Volkswagen Group Africa has sounded a warning to government saying that this year is make or break for them when it comes to foreign investment. When Volkswagen Group Africa (VWGA) chairperson and managing director Martina Biene wrote directly to President Cyril Ramaphosa just before Christmas, it was an attempt to inject urgency into a process that she says has been dragging on for too long, with very real consequences for South Africa’s automotive future. “I wrote a letter to the President prior to Christmas,” Biene said at the annual VW Media Indaba at the company’s plant in Kariega.
“I mainly outlined that for us as VWGA, this year is crucial for getting an investment decision from VW head office for the next project that’s on the way.” Essentially, she asked for clarity.
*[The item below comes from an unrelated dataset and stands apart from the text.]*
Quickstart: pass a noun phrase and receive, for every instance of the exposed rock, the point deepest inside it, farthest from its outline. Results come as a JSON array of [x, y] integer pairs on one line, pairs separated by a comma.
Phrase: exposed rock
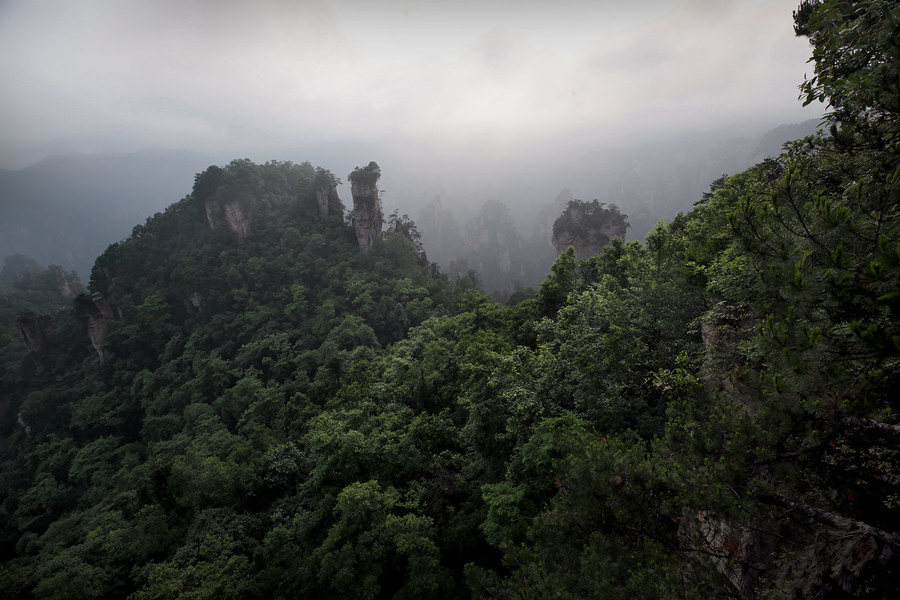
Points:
[[68, 284], [31, 327], [235, 213], [588, 227], [494, 247], [227, 197], [326, 197], [195, 299], [723, 329], [98, 314], [440, 232], [367, 216], [23, 424]]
Not only for the economics of future projects, but also on whether South Africa’s policy environment is moving in the right direction to justify long-term capital investment. “For getting this investment decision, they look at the economics and the business case,” she said, “but also, headquarters look at what happens in this country.
And another non-negotiable they stressed is that we need to see some improvement in South African policies. “You might have a business case,” Biene warned, “but there are better business cases elsewhere because we don’t know whether that is a sustainable way to spend money.” Volkswagen Group Africa chairperson and managing director Martina Biene says her letter to President Cyril Ramaphosa remains unanswered.